I will try to explain what I know about heritability by using human height as example phenotype. This will be helpful not only because it is very tangible, but also because it is considered a “model” trait for quantitative genetics because it is easy to measure (Visscher, 2008). Height can be modeled as the sum of the contributions of a unobserved genotype G and an unobserved environment E: P = G + E (Visscher et al., 2008). This definition ignores both the genotype-environment covariation as well as genotype-environment interactions, which usually cannot be estimated. As G and E are different between individuals, height is also variable. Specifically, it has a standard deviation of 7 cm in different human populations. As before, we can decompose the variance in height σ2P as the fraction attributable to genetic factors and the fraction attributable to the environment:

σ2P = σ2G + σ2E

σ2P includes the total observed variation, usually excluding variation due to known fixed factors and covariates (age, sex, cohort…).
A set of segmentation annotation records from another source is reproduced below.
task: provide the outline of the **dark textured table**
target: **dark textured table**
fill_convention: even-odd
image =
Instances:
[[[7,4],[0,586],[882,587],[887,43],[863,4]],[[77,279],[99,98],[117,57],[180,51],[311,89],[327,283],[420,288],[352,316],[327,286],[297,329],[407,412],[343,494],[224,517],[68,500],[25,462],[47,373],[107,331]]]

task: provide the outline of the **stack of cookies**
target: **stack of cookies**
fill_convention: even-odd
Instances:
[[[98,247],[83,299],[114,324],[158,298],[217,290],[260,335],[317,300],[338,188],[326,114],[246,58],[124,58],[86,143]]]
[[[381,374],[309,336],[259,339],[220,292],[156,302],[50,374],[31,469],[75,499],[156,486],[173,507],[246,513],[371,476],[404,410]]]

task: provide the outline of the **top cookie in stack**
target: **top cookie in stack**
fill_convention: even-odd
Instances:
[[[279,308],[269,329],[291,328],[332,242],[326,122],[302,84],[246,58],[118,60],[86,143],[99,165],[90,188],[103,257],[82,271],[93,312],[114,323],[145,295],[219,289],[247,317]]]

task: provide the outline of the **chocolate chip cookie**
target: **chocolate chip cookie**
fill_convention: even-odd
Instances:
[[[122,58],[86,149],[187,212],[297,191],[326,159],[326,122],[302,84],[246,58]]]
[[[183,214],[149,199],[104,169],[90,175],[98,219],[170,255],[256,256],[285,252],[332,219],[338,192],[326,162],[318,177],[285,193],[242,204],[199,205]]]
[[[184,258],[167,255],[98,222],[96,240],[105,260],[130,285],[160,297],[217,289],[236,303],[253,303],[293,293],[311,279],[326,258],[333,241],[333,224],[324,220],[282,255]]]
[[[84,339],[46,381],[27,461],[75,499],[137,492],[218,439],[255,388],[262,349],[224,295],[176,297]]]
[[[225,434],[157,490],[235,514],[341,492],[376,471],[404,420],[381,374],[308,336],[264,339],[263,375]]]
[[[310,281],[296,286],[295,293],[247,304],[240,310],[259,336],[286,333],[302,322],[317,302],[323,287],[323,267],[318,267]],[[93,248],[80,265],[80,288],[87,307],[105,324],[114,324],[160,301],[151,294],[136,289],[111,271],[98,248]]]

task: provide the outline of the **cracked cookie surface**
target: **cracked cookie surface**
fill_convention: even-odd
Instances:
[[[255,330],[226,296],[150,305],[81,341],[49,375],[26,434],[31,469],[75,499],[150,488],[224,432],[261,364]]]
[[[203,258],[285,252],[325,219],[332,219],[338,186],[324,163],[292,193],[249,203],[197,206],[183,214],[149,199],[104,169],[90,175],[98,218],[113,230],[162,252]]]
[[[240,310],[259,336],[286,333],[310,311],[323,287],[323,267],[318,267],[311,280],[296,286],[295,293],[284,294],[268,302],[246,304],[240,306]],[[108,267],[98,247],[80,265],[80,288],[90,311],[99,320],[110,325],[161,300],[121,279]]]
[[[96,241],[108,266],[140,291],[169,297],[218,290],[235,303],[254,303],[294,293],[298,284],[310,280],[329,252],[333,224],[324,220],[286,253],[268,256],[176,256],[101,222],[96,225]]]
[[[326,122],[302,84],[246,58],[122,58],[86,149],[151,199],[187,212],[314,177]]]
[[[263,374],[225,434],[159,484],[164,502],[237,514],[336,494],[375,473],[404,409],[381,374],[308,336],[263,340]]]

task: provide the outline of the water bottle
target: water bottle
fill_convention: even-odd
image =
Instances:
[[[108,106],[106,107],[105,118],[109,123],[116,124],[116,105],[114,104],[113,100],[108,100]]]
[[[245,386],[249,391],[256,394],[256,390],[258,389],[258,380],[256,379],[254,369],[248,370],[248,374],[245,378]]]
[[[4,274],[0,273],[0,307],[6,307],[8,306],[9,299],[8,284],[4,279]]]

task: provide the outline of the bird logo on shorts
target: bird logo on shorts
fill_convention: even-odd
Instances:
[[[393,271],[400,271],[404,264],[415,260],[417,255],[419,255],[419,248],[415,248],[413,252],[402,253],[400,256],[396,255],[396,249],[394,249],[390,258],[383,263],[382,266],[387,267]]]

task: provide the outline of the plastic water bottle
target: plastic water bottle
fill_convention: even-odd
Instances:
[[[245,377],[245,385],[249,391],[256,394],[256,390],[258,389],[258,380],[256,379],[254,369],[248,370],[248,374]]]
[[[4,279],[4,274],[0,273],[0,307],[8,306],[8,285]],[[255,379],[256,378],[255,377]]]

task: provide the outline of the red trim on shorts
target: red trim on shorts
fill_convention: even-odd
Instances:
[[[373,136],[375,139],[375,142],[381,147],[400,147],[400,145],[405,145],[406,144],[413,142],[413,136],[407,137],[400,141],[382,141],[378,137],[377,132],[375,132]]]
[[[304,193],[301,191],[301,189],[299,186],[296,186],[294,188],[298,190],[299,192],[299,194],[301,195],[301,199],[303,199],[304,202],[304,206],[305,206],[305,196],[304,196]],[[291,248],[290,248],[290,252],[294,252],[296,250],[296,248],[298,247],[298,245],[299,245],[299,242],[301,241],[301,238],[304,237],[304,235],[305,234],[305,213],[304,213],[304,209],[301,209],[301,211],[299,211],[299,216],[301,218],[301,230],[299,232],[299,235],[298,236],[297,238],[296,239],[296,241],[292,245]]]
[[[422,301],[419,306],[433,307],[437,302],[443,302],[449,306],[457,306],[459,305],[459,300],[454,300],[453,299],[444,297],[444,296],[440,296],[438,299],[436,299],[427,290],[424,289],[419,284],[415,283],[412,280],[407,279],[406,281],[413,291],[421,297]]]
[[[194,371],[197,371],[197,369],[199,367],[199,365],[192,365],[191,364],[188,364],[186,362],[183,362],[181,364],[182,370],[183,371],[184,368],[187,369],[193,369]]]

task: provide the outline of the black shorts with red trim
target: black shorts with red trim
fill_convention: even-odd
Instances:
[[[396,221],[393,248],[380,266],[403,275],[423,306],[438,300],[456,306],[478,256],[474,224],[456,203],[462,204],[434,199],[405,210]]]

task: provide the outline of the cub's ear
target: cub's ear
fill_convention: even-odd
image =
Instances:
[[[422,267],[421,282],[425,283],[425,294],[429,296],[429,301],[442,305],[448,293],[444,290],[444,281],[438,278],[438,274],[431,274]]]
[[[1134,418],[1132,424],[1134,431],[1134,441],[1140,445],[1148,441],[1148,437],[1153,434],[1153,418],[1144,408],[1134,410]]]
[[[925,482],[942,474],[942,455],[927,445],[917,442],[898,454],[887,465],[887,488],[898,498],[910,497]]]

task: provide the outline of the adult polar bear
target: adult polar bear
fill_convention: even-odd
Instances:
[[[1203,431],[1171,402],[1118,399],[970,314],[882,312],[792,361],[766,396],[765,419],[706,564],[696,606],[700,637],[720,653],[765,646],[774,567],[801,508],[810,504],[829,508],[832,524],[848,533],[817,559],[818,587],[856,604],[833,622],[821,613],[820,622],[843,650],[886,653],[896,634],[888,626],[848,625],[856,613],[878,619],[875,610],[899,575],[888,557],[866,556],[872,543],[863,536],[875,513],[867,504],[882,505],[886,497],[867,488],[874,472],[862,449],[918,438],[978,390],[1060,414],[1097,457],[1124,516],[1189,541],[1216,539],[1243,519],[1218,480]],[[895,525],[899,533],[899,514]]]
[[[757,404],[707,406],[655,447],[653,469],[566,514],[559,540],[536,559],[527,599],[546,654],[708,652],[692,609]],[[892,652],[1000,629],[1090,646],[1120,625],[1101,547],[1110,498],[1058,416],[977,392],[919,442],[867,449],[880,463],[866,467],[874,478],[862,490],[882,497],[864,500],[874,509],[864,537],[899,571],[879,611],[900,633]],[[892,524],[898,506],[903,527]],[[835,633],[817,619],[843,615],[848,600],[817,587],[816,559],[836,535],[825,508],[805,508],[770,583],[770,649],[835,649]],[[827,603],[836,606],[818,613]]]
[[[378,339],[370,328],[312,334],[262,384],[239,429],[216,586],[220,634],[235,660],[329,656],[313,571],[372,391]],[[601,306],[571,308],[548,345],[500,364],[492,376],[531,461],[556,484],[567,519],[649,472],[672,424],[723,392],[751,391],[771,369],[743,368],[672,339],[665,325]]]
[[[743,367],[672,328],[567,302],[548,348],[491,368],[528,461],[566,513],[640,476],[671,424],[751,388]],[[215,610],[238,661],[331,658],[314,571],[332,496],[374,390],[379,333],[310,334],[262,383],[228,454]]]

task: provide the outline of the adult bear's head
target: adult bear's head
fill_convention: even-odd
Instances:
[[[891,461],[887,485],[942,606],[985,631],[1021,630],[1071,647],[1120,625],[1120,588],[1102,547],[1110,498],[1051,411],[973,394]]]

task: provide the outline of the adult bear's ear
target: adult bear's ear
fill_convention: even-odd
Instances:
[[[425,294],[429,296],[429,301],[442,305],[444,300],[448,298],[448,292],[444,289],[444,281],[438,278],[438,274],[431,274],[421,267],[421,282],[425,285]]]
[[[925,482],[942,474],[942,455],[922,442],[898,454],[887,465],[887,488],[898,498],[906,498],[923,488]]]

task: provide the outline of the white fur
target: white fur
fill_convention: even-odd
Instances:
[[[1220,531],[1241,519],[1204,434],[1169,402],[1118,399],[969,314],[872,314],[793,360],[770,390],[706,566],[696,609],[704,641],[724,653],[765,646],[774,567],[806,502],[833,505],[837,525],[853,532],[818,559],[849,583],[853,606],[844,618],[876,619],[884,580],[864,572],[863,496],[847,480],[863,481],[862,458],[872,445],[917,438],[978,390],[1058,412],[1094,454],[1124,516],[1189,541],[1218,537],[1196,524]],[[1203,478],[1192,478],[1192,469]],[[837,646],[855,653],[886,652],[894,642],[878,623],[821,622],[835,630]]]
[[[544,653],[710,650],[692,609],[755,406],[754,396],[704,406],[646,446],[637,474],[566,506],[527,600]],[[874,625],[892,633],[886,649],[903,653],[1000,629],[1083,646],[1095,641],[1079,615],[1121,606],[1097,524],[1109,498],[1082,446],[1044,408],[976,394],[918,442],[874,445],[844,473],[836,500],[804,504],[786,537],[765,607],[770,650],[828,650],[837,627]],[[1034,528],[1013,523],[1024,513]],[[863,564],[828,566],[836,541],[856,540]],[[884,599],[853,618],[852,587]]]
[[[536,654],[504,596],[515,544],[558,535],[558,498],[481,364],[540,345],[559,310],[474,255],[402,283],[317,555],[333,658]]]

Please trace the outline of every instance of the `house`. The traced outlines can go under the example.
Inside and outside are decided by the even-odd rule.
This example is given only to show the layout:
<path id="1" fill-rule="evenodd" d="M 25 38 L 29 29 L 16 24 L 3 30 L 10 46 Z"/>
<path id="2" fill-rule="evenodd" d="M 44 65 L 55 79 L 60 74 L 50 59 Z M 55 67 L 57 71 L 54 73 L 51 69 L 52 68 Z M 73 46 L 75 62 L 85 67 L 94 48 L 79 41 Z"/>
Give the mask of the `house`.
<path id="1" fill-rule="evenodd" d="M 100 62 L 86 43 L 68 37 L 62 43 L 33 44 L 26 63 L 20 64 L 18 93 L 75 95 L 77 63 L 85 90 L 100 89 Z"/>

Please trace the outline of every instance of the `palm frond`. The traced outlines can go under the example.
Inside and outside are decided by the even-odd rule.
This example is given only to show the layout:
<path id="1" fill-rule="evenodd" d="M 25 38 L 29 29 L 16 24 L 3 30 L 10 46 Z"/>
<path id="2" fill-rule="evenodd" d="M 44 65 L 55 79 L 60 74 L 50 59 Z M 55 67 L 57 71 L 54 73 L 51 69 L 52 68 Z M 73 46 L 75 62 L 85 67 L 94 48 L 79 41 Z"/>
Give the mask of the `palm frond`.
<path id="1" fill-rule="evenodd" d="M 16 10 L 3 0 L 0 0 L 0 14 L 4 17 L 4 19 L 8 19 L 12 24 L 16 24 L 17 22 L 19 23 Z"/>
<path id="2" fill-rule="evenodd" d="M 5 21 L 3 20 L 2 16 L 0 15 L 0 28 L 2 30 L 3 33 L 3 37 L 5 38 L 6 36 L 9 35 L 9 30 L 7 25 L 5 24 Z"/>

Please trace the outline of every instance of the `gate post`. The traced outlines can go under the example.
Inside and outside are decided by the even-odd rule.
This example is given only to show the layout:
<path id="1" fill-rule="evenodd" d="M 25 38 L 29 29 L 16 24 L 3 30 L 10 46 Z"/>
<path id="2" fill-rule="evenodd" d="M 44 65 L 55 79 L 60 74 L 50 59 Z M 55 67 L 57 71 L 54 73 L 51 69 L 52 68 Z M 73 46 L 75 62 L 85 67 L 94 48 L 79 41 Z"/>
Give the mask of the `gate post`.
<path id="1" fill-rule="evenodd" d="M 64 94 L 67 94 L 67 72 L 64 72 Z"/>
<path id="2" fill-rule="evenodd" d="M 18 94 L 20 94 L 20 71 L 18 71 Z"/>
Heritability is a term that aims to describe the proportion of the phenotypic variance that is explained by the genotype. The heritability of height was assessed more than a century ago, when Galton and Fisher observed a pattern of family resemblance, consistent with a polygenic additive model of inheritance (Visscher, 2008). There are two definitions of heritability:

Narrow-sense heritability is the estimate that applies in most of situations, and hence, the most widely used. This is because non-additive effects such as dominance do not contribute to genotypic resemblance, as only one copy of each parent is transmitted to their offspring. In other words, narrow-sense heritability defines the proportion of phenotypic variability that can be passed from parents to offspring.

Estimation of heritability

Heritability is calculated from empirical data of related individuals, where we compare the expected and the observed resemblance. To estimate it, we need to calculate both the variance in additive genetic effects, and the phenotypic variance. The latter must be corrected by known fixed effects such as age, sex or cohort. For example, men and women have in average a 15 cm difference in height. If it was not taken into account, the estimated h2 would be 0.6 instead. It also must be taken into account that heritability is population specific, as both the variance in genetic factors and in environment are population-dependent. However, we have found heritabilities in similar traits to be similar across populations and even species.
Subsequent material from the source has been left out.